Gasversorgung im Winter: Niedrige Speicherstände werden zur Herausforderung

Die Gasversorgung im Winter rückt wieder stärker in den Fokus. Die europäischen und insbesondere die deutschen Gasspeicher sind für diese Jahreszeit ungewöhnlich niedrig gefüllt. Gleichzeitig erschweren hohe Gaspreise, der internationale Wettbewerb um Flüssigerdgas (LNG) und schwache wirtschaftliche Anreize für die Einspeicherung den Aufbau ausreichender Vorräte.

Eine akute Gefährdung der Gasversorgung zeichnet sich derzeit zwar nicht ab. Dennoch wird die Befüllung der Speicher bis zum Beginn der Heizperiode zunehmend anspruchsvoll. Entscheidend für die Gasversorgung im Winter 2026/27 dürfte deshalb sein, wie schnell die Speicher in den kommenden Wochen gefüllt werden können und zu welchen Preisen Europa genügend Gas auf dem Weltmarkt beschaffen kann.

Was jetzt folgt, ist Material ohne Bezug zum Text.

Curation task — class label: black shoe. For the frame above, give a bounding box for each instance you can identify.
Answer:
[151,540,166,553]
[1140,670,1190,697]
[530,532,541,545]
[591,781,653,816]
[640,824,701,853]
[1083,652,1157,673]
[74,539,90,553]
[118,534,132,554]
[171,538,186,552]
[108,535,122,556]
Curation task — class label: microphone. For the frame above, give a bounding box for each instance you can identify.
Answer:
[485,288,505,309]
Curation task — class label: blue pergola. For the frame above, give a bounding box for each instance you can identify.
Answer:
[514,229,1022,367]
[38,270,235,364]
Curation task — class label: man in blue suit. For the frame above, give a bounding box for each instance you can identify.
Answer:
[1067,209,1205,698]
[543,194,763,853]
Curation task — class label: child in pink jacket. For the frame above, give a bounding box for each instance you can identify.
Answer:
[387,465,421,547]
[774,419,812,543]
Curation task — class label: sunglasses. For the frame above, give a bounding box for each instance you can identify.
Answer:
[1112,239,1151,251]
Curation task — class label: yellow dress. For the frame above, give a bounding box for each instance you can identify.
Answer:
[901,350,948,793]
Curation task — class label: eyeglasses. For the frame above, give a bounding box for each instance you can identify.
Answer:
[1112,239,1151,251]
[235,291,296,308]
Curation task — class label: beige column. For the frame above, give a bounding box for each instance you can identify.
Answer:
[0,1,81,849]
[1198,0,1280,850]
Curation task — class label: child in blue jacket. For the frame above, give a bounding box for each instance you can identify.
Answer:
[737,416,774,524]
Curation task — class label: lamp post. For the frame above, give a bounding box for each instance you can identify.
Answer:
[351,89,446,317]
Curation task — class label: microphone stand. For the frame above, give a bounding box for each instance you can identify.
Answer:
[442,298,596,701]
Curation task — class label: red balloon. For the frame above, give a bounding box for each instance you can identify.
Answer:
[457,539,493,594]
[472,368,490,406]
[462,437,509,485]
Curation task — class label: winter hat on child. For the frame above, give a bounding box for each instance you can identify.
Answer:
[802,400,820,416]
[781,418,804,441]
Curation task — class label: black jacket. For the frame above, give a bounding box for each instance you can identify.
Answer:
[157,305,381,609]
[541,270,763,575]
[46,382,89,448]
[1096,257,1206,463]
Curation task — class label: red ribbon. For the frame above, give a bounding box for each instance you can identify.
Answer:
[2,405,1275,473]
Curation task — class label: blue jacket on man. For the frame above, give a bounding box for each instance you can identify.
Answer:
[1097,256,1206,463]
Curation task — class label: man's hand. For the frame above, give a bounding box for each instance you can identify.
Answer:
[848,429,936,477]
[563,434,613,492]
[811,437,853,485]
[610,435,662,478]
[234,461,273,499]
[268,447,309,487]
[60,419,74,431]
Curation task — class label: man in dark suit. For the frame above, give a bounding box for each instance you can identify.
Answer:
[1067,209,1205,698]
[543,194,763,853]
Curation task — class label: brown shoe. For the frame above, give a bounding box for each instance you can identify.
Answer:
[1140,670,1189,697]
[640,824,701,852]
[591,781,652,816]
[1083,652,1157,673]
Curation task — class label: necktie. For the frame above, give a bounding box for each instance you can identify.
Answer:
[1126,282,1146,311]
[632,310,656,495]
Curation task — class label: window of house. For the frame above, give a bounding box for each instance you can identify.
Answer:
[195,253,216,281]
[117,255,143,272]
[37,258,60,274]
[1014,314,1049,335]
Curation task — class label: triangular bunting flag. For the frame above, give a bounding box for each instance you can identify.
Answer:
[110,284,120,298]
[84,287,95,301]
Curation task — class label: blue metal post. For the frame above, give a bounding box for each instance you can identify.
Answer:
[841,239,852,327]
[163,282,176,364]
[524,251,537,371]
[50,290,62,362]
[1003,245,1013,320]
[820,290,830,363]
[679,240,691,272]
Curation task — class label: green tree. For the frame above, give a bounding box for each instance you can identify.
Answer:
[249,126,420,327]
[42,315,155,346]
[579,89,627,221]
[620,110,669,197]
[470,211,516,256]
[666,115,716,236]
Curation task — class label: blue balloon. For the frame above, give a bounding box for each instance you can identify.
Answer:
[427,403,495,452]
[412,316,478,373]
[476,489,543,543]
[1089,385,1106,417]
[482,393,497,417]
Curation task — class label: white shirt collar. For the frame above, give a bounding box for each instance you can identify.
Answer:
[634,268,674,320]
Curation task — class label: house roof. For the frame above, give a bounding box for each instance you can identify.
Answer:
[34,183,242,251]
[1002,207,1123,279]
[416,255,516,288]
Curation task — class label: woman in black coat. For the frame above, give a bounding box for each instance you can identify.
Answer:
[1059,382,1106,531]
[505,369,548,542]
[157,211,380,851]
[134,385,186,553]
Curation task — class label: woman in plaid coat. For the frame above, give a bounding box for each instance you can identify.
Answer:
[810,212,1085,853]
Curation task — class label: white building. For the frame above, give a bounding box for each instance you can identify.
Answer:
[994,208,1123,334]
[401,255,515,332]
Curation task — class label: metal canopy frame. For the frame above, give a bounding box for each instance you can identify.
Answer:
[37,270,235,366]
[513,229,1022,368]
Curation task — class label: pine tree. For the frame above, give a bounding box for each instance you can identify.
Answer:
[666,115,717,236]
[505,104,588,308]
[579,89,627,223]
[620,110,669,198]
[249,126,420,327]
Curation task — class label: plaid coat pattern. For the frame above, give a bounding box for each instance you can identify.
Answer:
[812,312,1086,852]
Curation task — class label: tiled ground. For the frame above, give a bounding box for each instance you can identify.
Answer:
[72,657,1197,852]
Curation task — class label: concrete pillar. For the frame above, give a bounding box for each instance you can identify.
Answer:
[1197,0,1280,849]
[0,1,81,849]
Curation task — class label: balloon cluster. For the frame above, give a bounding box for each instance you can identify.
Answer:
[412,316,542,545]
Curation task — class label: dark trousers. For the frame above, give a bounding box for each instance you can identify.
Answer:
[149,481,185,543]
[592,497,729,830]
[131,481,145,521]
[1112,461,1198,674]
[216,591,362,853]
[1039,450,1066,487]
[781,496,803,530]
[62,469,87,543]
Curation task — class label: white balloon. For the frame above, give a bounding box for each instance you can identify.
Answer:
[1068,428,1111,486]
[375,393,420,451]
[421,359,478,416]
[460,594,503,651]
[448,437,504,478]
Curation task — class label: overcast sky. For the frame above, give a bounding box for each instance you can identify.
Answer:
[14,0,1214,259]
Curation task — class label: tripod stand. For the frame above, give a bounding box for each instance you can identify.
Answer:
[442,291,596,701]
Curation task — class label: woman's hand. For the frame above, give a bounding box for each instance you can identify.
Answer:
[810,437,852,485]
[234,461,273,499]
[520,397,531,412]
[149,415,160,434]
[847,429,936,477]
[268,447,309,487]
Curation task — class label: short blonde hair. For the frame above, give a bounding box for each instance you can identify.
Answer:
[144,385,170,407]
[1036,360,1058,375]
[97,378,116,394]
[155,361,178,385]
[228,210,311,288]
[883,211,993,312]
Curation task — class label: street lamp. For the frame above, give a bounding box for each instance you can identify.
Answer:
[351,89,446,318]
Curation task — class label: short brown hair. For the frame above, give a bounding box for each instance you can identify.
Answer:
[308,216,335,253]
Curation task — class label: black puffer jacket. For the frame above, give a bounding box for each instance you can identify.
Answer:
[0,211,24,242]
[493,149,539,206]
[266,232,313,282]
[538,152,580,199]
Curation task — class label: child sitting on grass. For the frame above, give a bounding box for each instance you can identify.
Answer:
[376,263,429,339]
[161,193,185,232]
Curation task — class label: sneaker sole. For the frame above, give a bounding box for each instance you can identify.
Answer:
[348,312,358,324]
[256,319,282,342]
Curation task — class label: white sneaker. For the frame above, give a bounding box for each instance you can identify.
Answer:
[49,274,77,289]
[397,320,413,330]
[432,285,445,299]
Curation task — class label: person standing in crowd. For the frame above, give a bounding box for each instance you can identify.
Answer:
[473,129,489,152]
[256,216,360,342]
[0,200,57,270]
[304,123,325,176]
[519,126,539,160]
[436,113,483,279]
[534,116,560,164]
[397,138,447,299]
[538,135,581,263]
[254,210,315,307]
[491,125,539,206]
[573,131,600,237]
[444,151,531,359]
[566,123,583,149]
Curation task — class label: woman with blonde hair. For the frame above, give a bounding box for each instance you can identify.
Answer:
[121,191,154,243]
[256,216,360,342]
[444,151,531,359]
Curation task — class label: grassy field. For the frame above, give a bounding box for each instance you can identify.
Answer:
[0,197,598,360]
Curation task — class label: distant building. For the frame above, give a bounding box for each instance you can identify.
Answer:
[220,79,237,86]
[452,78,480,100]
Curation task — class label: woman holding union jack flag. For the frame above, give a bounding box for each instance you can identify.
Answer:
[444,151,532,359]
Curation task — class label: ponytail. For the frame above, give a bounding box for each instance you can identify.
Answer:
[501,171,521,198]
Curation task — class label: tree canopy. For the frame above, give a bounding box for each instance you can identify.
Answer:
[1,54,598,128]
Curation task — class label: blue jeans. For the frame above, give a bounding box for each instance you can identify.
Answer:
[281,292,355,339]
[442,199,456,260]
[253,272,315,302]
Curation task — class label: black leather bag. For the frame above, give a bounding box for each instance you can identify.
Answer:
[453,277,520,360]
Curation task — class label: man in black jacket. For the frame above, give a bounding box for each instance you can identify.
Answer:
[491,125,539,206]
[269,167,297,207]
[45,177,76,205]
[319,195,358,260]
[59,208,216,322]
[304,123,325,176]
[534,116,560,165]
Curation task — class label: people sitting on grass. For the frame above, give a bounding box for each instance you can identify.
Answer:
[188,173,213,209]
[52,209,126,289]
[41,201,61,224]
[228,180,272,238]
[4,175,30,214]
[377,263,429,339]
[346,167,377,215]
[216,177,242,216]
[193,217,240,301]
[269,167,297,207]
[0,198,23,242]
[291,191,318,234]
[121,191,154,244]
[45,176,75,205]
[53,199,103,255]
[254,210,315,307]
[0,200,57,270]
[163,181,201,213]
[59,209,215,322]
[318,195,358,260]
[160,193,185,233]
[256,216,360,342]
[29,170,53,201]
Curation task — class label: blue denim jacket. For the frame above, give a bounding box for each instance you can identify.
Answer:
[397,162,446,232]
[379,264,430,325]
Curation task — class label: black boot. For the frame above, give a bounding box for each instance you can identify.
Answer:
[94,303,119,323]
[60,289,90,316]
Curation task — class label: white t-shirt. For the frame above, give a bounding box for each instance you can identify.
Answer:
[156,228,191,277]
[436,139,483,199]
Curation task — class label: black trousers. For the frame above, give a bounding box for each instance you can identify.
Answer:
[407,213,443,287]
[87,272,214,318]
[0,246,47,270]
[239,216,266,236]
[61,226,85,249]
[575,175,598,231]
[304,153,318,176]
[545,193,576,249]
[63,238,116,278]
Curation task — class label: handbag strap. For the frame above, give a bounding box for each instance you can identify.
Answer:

Niedrige Speicherstände belasten die Gasversorgung im Winter

Anfang August waren die deutschen Gasspeicher deutlich niedriger gefüllt als im Vorjahr. Zum 4. August 2026 lag der Füllstand bei 48,5 Prozent. Ein Jahr zuvor waren es zum gleichen Zeitpunkt noch 62,1 Prozent. EU-weit lag der Speicherstand Anfang August bei 57,1 Prozent.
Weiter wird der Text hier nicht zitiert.